I climbed onto the back of his Harley, feeling a tinge of excitement. Feeling, just a little bit, like a kid again. I scooted close so that my thighs hugged his and wrapped my arms around his middle.
“Tighter,” he said.
I obliged.
We blazed forward. He took the corners fast and we dipped low into the road. My stomach lurched and I buried my forehead between his shoulder blades. Connected to this mysterious man, the heat and steel of him dangerous yet comforting, I wasn’t lonely anymore. My troubles flew away, as promised.
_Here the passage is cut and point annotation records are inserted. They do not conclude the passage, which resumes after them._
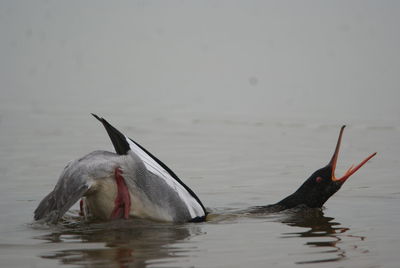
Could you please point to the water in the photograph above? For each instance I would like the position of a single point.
(243, 106)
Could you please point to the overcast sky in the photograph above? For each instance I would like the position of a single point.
(260, 58)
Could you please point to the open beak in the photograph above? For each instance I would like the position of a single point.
(352, 169)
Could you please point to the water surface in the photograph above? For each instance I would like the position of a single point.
(243, 100)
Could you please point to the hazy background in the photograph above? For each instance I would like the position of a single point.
(297, 60)
(242, 99)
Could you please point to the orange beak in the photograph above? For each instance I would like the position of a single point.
(352, 169)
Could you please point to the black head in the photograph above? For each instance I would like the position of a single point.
(322, 184)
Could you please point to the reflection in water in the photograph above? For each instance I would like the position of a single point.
(139, 243)
(125, 243)
(327, 233)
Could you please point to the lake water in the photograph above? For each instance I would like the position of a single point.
(243, 100)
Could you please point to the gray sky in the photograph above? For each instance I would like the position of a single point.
(262, 59)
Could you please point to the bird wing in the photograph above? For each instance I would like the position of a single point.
(126, 146)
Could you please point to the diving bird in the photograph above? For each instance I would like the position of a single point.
(130, 182)
(134, 183)
(318, 188)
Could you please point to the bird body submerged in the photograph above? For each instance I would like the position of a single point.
(134, 183)
(128, 183)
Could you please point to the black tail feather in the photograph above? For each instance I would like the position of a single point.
(117, 138)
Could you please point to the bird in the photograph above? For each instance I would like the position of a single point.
(318, 188)
(128, 183)
(132, 182)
There was nothing except hanging on tight and leaning into the curves. The scenery zipped by, colors flashing, and I saw, once again, that the world is a beautiful place. Soon I tilted my head back, way back, until the fire of afternoon burned my face.
On the back of that rumbling beast of a bike, I became a rebel again.
When the ride was over and he idled next to my car, where we’d left it, I hopped off.
“Thank you,” I said, feeling light and breathless. And happy.
He winked at me. “Pleasure’s mine.” He revved the engine and nodded to my car. “Drive it like it’s stolen, baby.”
“Shiny side up,” I returned.
Back behind my own (four) wheels, I shook out my knotted hair and examined my sunburn in the rear view mirror. The face that looked back, lobster-like as it was, had strength and resilience once again. I refused to let any “sonsa bitches” ruin my day. Or any lay-off ruin my life. At any moment, after all, you can fly away on a Harley and escape your troubles long enough to get some perspective.
I’m renewing the Midwestern rebel kid inside of me. Not be the girl who always got detention, but be the girl who always pops back up.
Go ‘head, do your worst to bring me down. Throw every obstacle in my way. Throw me heartbreak. Throw me uncertainty. Throw me pain. And disappointment. Loneliness. Hunger. Fear.
I’ll catch it all willingly. And keep it close to my hopes. My dreams. My desires. My fantasies of vacationing in Bali
.
Nothing will fuel my run toward succeeding faster than being told success is impossible. Or having everything taken away. Or being told “no” too many times.
Because, after all, a rebel loves a challenge.